DDR Version V1.06 20171026
In
300MHz
DDR3
Bus Width=32 col=10 Bank=8 Row=15 CS=2 Die Bus-Width=16 Size=2048MB
mach:14
OUT
Boot1 Realease Time:2017-06-12, version: 2.37
  1. See if the display is normal.

    Although the CPU stopped when the system crashed, VOP will still repeat reading the data from the DDR and displaying it on the screen. Therefore, when the crash occurs, you can directly observe the displayed situation to preliminary judge the status of the DDR at this time.
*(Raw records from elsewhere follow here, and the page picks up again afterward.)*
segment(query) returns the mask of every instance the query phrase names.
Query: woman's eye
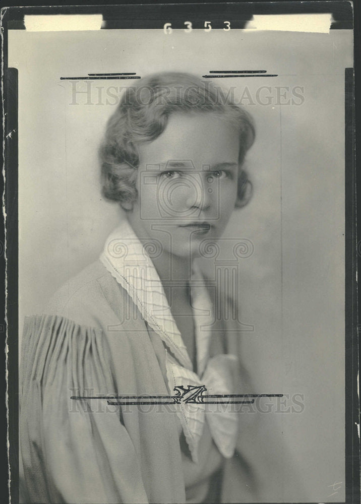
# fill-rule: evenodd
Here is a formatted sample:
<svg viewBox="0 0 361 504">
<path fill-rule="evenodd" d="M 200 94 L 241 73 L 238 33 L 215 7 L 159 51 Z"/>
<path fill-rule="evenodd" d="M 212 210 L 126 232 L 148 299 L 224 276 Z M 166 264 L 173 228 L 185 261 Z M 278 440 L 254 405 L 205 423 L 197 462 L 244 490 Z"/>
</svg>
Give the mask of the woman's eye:
<svg viewBox="0 0 361 504">
<path fill-rule="evenodd" d="M 210 173 L 209 178 L 225 178 L 226 176 L 227 172 L 224 170 L 215 170 Z"/>
<path fill-rule="evenodd" d="M 180 174 L 179 172 L 173 170 L 162 171 L 160 174 L 161 177 L 163 177 L 164 178 L 177 178 L 180 176 Z"/>
</svg>

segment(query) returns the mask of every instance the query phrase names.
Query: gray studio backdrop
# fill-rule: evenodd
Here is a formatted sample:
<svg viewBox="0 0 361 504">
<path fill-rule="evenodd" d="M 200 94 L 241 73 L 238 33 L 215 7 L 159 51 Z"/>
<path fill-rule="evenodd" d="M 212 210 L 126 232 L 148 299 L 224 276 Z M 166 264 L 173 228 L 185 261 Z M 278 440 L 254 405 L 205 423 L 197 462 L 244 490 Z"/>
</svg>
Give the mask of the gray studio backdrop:
<svg viewBox="0 0 361 504">
<path fill-rule="evenodd" d="M 213 30 L 167 36 L 162 30 L 111 30 L 9 35 L 9 66 L 19 69 L 19 79 L 21 327 L 24 315 L 40 312 L 62 284 L 97 258 L 123 218 L 100 195 L 97 151 L 119 87 L 132 81 L 76 85 L 61 77 L 164 70 L 201 76 L 227 69 L 278 74 L 215 79 L 234 87 L 257 128 L 247 158 L 254 196 L 234 212 L 225 236 L 247 238 L 254 246 L 239 264 L 242 320 L 254 326 L 243 336 L 245 362 L 255 386 L 301 395 L 301 412 L 274 413 L 282 436 L 309 501 L 342 501 L 343 88 L 344 68 L 352 64 L 352 34 Z M 87 85 L 89 101 L 74 94 Z M 285 500 L 298 500 L 292 482 L 280 484 Z"/>
</svg>

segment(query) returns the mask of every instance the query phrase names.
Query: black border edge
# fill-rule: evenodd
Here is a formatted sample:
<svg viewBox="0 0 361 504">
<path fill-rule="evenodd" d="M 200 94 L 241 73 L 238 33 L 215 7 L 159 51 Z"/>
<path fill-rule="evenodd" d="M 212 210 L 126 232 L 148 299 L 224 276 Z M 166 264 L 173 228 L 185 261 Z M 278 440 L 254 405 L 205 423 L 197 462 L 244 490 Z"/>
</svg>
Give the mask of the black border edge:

    1. If display normal, it means that the DDR can be accessed normally, but it does not mean that the crash is not related to the DDR.
    2. If display by mistake:
      • As the picture as shown below, it may be that the DDR is in an inaccessible state during the DDR frequency scaling process. At this time, you can try fixing the DDR frequency. Or it may be DDR controller logically error caused by power issue. Display-Mistake_1
      • As shown picture below, we call it "Ghosting", there is a similar situation triggered by the incompleted reference layer of the board. The way to fix it is trying raise the VCC_DDR voltage to 1.6V or bypassing the dll of DDR. Display-Mistake_2
  2. Troubleshoot if it is a power issue

    1. Fix the CPU/GPU to a lower frequency and raise the ARM/Logic voltage to inspect if there is any improvement. If works, this bug may be a power issue.
    2. Review the layout to inspect if there is a problem with the power supply.
    3. Measure power noise.
  3. Troubleshoot signal integrity problem

    1. Reduce the DDR frequency to inspect if there is a significant improvement. If it does, it is likely to be a signal integrity problem.
    2. Ask RK hardware department for review the layout and gerber files, check if the routing is reasonable and the reference layer is integrated.
    3. Strengthen or weaken drive strength or ODT strength appropriately to inspect if there is any improvement
    4. Change the resistance of RZQ to inspect if there is any improvement.As there are some 220ball LPDDR3 need to minify the RZQ or remove the drive strength to work.
  4. DDR from uncertain supplier

    For these DDR, if the power supply, the signal quality looks no problem, you can only suspect that there may be a problem with the storage unit. Try the below method:

    1. Try turning off pd_idle, sr_idle.
    2. For situation of "Ghosting", try bypassing DRAM DLL.
    3. Some of the storage unit's bug can be tested by the DDR test tool,which are tested more by the DDR test tool 'March' at present. It should be noticed that the DDR test tool is only used as an auxiliary tool. The test tool result does not mean that the DDR or board stability no problem at all.